The first time I had seen a therapist I was in college, terrified of my biological parents finding out. My emotional walls were still reinforced, but the limited amount of information I had disclosed managed to concern her. Our very first sesion, she was deeply concerned for my wellbeing and even walked me over to a university-ran campus physician who prescribed me antidepressants. I continued therapy with her, and discussed started the process of opening up about my feelings. By the time graduation day came around, my biological parents had picked up on the body language of my therapist. My biological parents introduced themselves to her and learned that I was seeing her. Already highly alarmed, they threatened her when she disclosed that she had almost hospitalized me for what I had told her. My biological parents then threatened her and spouted fear surrounding what would have happened to me should I actually be hospitalized. My ideal mom wouldn’t have threatened her when she learned I was seeing a therapist. She would have helped me work through my feelings and actually been there for me instead of issuing a threat. She would have been emotionally supportive instead of making my graduation day worse than it already was – just like she did with my sister.
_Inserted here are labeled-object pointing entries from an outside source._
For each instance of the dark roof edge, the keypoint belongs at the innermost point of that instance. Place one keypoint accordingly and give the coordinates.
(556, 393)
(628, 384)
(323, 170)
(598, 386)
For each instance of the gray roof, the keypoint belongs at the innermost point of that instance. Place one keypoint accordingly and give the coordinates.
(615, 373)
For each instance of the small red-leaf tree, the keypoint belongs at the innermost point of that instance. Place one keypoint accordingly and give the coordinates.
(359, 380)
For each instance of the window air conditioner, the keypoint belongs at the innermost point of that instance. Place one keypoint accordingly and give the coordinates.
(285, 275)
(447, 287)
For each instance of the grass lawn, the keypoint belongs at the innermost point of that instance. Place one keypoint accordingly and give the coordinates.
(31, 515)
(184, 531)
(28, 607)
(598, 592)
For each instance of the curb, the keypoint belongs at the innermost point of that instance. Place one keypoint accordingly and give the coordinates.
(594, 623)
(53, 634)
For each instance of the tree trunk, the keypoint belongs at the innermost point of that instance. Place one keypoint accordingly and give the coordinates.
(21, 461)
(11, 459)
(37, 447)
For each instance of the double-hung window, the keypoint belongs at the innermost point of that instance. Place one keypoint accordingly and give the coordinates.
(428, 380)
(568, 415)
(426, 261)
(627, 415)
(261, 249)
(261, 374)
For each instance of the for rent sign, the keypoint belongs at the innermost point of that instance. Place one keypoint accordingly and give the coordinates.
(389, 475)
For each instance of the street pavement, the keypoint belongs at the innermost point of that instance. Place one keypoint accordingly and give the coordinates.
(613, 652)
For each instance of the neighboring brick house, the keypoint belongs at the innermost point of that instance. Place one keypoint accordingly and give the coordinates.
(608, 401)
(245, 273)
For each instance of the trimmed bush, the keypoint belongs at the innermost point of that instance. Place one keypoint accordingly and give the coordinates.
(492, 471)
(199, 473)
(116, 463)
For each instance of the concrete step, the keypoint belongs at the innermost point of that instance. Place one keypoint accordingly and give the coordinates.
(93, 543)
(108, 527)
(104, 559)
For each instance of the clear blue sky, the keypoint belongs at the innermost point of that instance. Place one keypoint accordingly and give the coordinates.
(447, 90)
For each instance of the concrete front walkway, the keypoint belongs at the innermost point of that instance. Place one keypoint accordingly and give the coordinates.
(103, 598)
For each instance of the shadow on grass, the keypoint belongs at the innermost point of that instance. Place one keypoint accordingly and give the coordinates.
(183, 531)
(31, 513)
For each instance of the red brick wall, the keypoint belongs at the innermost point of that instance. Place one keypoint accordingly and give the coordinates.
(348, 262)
After a suicidal gesture, I self-admitted to a hospital for treatment. I had hit rock bottom in my life and I knew I needed help. At the time, my parents were regularly calling me and I wasn’t able to have my phone while in treatment (along with having clothing containing zippers and other items). I had called them through a hospital phone and let them know that I was alright, completing hiding the fact that I had made a suicidal gesture or even letting them know where I was. Looking back, it seems ridiculous that I had to hide all of this from them, but that’s the kind of relationship I had with my biological parents. Only a single person knew where I was — the friend who had driven me there. My ideal mother would have open to hearing about what had happened, been supportive of me, emotionally supportive, cared for me and shown some compassion. Instead of I feared about her finding out that I was in crisis.
When I finally came out to my parents on “National Coming Out Day,” it was not well received. I later found out they prayed for me to no longer be transgender. Coming out to your parents is a huge event in the LGBT+ community. Mine was filled with fear. My ideal mom would have welcomed me with open arms, embraced her daughter, and made sure she felt welcome to express herself. Instead I was made to feel like a pariah.
In therapy, we keep discussing what my ideal parents would do in various scenarios. How they would have been supportive, how they would have been there for me, how they would have spent time with me, learned about who I was as a person, and inspired me. Instead, they’re a large part of why my childhood was traumatic.
Children don’t get traumatized because they get hurt; they get traumatized because they’re alone with the hurt.